Between 1856 and 1863, Gregor Mendel, an Austrian friar, created the discipline of genetics through the identification of trait heredity in pea plants. Mendel made an inspired choice in the use of pea plants for his original experiments; peas offer explicit advantages for the study of heredity, including short generation time, the ability to both self- and cross-pollinate, and easily identifiable traits coded for by single genes, such as seed colour and stem length. By looking at probabilities in his pea plants, Mendel discovered that “pods” - or alleles - were inherited by offspring from the parent generation. These alleles could be dominant or recessive, and the combination of alleles given by the parents would determine, barring mutation, the offspring phenotype. Human genetics is generally much more complicated then the simple Mendelian model discovered in peas. However, we do have certain traits - such as whether or not we have attached earlobes, or a widow’s peak - that can be directly determined by two alleles, one from each of our parents.
Mendelian genetics becomes especially interesting and relevant today as we begin to understand and explore the genetics of human disease. At first, the persistence of highly lethal genetic diseases seems a bit counter-intuitive, especially if they display typical homozygous recessive inheritance; if sufferers cannot survive to reproduce, how can the disease maintain itself in the population? There are many ways in which genetic diseases can survive; many people, for example, will not be symptomatic for a disease at all, but will still be a carrier of the recessive allele. By far one of the most interesting, however, is the concept of heterozygote advantage.

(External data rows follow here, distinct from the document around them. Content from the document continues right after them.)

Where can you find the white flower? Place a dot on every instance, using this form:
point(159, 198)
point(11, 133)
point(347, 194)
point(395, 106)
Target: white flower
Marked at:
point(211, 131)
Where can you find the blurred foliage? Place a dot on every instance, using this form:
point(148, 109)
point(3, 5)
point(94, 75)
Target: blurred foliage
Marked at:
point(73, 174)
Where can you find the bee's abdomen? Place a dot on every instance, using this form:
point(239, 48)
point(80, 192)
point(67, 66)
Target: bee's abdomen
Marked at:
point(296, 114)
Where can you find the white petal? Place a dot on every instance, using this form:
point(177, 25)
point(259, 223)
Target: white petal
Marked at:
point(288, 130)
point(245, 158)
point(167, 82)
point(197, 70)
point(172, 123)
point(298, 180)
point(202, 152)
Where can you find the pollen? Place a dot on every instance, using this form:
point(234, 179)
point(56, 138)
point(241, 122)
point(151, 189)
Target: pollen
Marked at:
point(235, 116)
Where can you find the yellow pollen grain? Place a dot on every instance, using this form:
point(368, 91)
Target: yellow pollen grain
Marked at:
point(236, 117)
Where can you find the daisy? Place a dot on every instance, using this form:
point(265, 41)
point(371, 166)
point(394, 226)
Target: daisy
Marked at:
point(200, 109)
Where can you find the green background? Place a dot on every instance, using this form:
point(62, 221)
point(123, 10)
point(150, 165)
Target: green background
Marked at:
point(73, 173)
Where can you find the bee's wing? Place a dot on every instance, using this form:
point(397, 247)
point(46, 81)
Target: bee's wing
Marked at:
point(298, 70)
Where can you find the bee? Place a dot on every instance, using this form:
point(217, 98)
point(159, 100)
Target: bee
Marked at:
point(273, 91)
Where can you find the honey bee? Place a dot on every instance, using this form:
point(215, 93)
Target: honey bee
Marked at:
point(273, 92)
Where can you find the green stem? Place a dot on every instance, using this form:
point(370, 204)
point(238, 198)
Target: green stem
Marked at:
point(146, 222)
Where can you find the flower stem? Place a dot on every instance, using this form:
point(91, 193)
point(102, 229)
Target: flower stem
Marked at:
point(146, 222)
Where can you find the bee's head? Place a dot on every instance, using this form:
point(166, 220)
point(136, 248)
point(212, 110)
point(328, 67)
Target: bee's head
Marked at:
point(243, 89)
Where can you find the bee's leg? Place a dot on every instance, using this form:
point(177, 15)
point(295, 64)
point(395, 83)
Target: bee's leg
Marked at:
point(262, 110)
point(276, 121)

It has long been known that in areas of the world where malaria is endemic, sickle-cell anaemia is as well. Both diseases are lethal if untreated, and certainly not diseases that could be expected to be naturally selected as favourable. However, the biochemistry of sickle-cell anaemia is such that heterozygotes have many fewer “sickle cells” then those that are homozygous recessive for the disease (this is due to some of the proteins that cause the sickle cells to fold normally, resulting in a higher concentration of normal erythrocytes). Because so many fewer erythrocytes have the classic sickle shape (see above, right), the symptoms of the disease are far less severe. The mutation that causes sickle-cell anaemia also prevents severe malaria, as it stymies the malaria parasite’s attempt to hijack necessary erythrocyte machinery (see above, left). Thus, in places such as Africa, Asia, and parts of South America, sickle-cell anaemia persists because it is an advantage to be a heterozygote: On a population level, having the recessive allele present in the gene pool actually does more good then harm.
A similar phenomenon is seen with cystic fibrosis and areas of the world where tuberculosis is endemic.